Big Data Challenge (Big Brother)

In contrast to my chaotic nature, the dalaos divide each link into a file when they do the game, so that it looks good or it can be changed, divided into the following steps:

1. Data processing

2. Feature selection

3. Tuning

4. Model fusion

5. Treatment of overfitting

When doing feature extraction, 12 types of features were extracted from the data that can be extracted, and a total of more than 100 features were extracted... Maybe this is the gap between me and the big guy.

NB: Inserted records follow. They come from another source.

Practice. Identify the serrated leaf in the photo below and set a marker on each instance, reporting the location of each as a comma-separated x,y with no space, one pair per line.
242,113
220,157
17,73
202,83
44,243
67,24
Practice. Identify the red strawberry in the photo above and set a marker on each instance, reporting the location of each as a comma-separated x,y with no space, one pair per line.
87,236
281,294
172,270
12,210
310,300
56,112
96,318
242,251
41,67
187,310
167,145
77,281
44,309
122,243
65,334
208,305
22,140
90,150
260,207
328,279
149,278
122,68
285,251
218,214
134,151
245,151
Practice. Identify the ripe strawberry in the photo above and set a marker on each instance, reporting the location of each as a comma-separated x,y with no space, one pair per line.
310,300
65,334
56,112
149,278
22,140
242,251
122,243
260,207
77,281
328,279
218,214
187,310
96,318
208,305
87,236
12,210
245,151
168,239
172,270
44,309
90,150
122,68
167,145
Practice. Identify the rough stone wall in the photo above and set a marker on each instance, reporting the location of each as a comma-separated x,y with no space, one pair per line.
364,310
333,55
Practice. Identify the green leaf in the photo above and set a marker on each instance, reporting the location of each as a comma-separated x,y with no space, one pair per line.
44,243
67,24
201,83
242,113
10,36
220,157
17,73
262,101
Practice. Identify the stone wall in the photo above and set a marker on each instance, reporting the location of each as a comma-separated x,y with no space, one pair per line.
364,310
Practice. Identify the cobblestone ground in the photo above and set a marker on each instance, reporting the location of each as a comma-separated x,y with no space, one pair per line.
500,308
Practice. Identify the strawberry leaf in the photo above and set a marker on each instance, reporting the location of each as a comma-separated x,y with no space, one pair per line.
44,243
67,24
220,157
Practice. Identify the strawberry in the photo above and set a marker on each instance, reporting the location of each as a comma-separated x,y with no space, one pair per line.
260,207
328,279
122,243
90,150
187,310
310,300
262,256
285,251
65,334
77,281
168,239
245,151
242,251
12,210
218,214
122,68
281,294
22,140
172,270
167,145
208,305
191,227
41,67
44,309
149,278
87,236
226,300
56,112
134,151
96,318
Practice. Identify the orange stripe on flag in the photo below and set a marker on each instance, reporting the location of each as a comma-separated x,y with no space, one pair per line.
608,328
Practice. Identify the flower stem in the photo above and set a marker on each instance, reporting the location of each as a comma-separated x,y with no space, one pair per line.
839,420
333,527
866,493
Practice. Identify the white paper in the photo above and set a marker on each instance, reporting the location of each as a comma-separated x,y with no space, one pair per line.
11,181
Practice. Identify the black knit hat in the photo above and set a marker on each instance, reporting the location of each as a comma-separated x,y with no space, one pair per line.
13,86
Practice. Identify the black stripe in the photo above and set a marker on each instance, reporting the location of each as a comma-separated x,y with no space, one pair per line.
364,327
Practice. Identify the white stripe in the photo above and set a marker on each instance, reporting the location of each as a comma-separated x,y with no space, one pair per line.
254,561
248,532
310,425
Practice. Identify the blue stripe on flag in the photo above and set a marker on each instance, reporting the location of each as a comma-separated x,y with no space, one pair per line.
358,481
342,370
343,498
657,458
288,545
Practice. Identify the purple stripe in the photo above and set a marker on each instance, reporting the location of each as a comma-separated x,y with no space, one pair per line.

This is the code for feature extraction:

# -*- coding: utf-8 -*-
"""

Created on Sat Jul  8 10:45:13 2017
@author: Yang
E-mail: [email protected]
"""
#运行时间 30min
import pandas as pd
import numpy as np

#from sklearn.externals.joblib import Parallel, delayed
import os
import warnings
import json
warnings.filterwarnings("ignore")

#原始数据处理
def data_process(data):
    data['point'] = data['point'].apply(lambda x:[list(map(float,point.split(','))) for point in x.split(';')[:-1]])
    data['target'] = data['target'].apply(lambda x: list(map(float,x.split(","))))
    # 提取 x坐标 y坐标 t 目标点x坐标 目标点y坐标
    df = pd.DataFrame()
    df['x'] = data['point'].apply(lambda x:np.array(x)[:,0])
    df['y'] = data['point'].apply(lambda x:np.array(x)[:,1])
    df['t'] = data['point'].apply(lambda x:np.array(x)[:,2])
    df['target_x'] = np.array(data['target'].tolist())[:,0]
    df['target_y'] = np.array(data['target'].tolist())[:, 1]

    return df

#差分处理
def data_diff(data, name_list):
    for name in name_list:
        data['diff_'+name] = data[name].apply(lambda x: pd.Series(x).diff().dropna().tolist())
        data['diff_'_name] = data['diff_'+name].apply(lambda x: [0] if x==[] else x)#!!注意 一个点的情况
    return data

#获取距离数据
def get_dist(data):
    dist_target = []
    dist = []
    dist_x_target = []
    dist_y_target = []

    # 各点与目标点的距离
    for x,y,target_x, target_y in zip(data['x'],data['y'],data['target_x'],data['target_y']):
        dist_target.append(np.sqrt((x-target_x)**2 + (y-target_y)**2))
    #两点之间的距离
    for x,y in zip(data['diff_x'], data['diff_y']):
        dist.append(np.sqrt(np.array(x)**2+np.array(y)**2))
    #各点x坐标与目标点x坐标的距离
    for x,target_x in zip(data['x'], data['target_x']):
        dist_x_target.append(np.sqrt((x-target_x)**2))

    #各点y坐标与目标点y坐标的距离
    for y,target_y in zip(data['y'], data['target_y']):
        dist_y_target.append(np.sqrt((y-target_y)**2))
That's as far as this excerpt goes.